Gilgit and Hunza are hubs of various local festivals and fairs, particularly music and dance. These festivals represent several important recurring religious festivals and cultural events with value additions of arts, dances, crafts, music, cuisine and heritage.
The famous folk music and instruments used are Damal (percussion), Dadang (drum), Suranaye (flute), Duff (a circle framed drum), Ghajak (spiked fiddle), Rubab, Sitar and Gabi. Central Asia, Afghanistan and China influence local cuisine.
Several sites increasing their value are Altit Fort, Baltit Fort, Skardu Fort, Khalpu Fort and Shigar Fort.
The provincial capital of Balochistan is Quetta. It is spelt as Kuwatah, which is extracted from the word Kot a Pashto word meaning fortress. It is located in Balochistan’s north-western side and shares boundaries with Iran and Quetta.

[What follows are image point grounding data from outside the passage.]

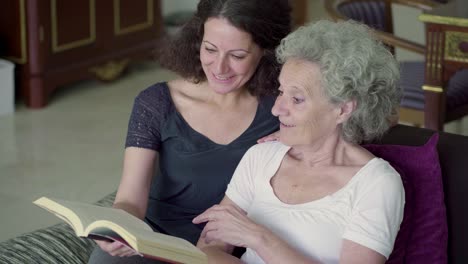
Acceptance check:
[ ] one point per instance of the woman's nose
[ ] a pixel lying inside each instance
(221, 65)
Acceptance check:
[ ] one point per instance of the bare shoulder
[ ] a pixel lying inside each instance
(358, 155)
(182, 90)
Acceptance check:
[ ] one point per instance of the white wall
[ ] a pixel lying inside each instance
(169, 6)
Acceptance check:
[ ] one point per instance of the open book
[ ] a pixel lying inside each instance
(113, 224)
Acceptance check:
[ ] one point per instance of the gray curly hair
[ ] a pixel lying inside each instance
(354, 66)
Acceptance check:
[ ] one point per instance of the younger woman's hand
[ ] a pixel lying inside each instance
(116, 248)
(228, 224)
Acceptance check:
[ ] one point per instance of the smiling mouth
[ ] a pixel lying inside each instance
(221, 78)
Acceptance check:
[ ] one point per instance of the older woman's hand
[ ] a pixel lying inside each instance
(229, 224)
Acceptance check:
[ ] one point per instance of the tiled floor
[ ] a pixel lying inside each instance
(71, 149)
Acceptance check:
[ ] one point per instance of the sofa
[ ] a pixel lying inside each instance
(58, 244)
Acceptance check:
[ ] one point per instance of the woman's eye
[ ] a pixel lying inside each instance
(237, 57)
(297, 100)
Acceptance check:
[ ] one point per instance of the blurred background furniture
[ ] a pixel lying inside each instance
(55, 42)
(416, 108)
(446, 71)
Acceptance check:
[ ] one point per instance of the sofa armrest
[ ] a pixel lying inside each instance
(53, 244)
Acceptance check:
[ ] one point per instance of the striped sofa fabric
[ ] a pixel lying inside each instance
(54, 244)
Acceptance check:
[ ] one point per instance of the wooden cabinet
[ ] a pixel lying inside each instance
(55, 42)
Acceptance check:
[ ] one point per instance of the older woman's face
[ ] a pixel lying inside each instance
(229, 56)
(306, 115)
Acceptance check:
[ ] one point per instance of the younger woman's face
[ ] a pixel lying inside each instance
(228, 55)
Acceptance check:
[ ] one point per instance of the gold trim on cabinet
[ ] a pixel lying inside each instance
(436, 89)
(452, 51)
(453, 21)
(24, 56)
(92, 29)
(137, 27)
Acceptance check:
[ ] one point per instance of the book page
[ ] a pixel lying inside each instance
(89, 213)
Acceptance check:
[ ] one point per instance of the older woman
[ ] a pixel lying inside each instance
(317, 196)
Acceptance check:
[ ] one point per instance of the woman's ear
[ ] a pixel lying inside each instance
(346, 109)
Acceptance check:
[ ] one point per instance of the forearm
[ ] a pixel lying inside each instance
(129, 208)
(273, 249)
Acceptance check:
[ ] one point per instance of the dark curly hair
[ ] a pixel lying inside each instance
(267, 21)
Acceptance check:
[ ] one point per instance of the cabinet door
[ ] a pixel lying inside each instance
(13, 30)
(69, 31)
(130, 24)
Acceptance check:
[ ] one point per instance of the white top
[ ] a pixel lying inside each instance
(368, 210)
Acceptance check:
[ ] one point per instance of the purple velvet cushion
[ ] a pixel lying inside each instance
(423, 233)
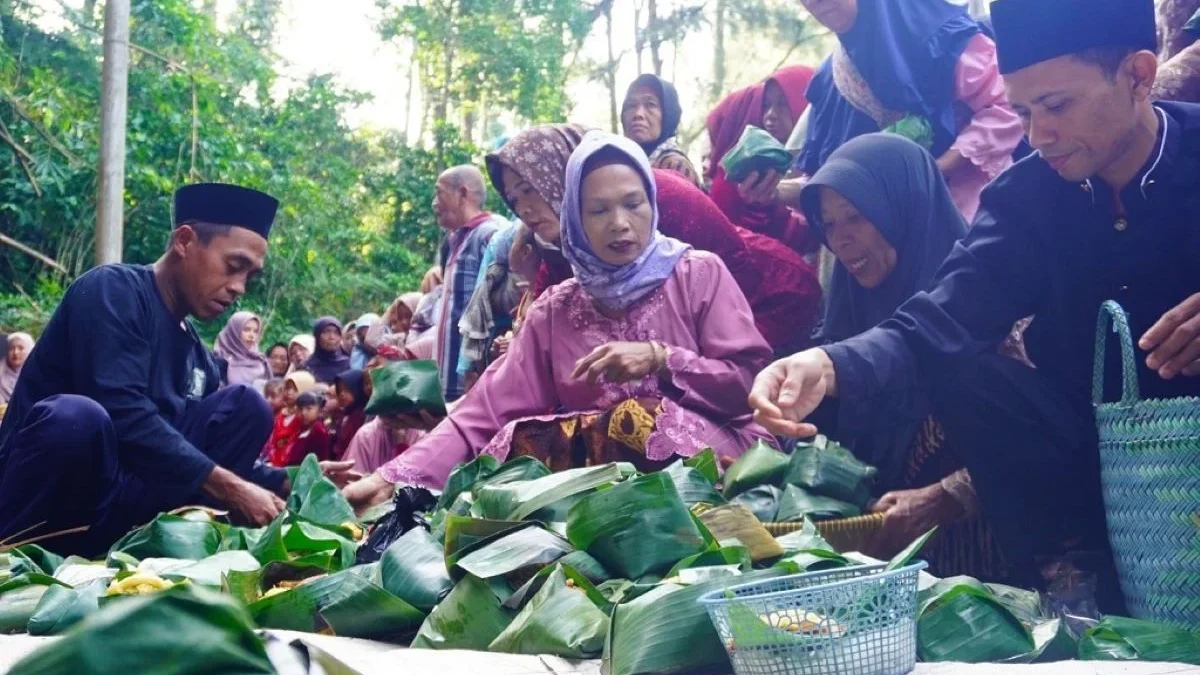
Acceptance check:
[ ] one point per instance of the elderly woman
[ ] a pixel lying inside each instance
(780, 286)
(922, 69)
(238, 347)
(19, 345)
(329, 359)
(648, 352)
(651, 118)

The total area of Quetta is comprised of 2,653 km2 and consists of numerous small rivers. Although a mostly rocky landscape, there are few natural boundaries between Quetta and its adjoining districts of Dera Ismail Khan to the northeast, Dera Ghazi Khan and Sibi to the east, Sukkur and Jacobabad to the southeast, Karachi and Gawadar to the south and Ziarat to the northeast.
It has a high semi-arid climate with significant variation between winter and summer temperatures. It is linked to the whole country by a network of railways, roads, and an international airport close to its centre. It is close to several nature reserves, parks and tourist destinations. The Quetta Archaeological Museum has various rare antique swords, guns, manuscripts and a display of Stone Age tools, prehistoric pottery and articles found in Mehrgarh.
There are various cultural and religious festivals held in the city every year. It is famous for its good tradition and cottage industries with outputs including textile, embroidery, bread work, mirror work, leather and pottery. The famous traditional dishes of Quetta are Rosh, Kadi Kebab, and Balochi Saji. Quetta is the heart of Brahui and Balochi literary traditions.
Creative cities have the potential to provide a diverse and versatile background. In Pakistan, as per the British Council Study, there are five creative cities Hyderabad, Peshawar, Multan, Gilgit-Baltistan and Quetta.
These cities have distinct cultures and have a comparative advantage in small and medium-scale industries such as copper/brass cravings, chappals (slippers) pottery, ceramics, jewellery, embroidery, shoes, textiles etc.
These cities have the potential to increase exports and tourist inflow in the country. The government should make effective policies and remove loopholes in the administration and management framework to unleash the potential of these cities.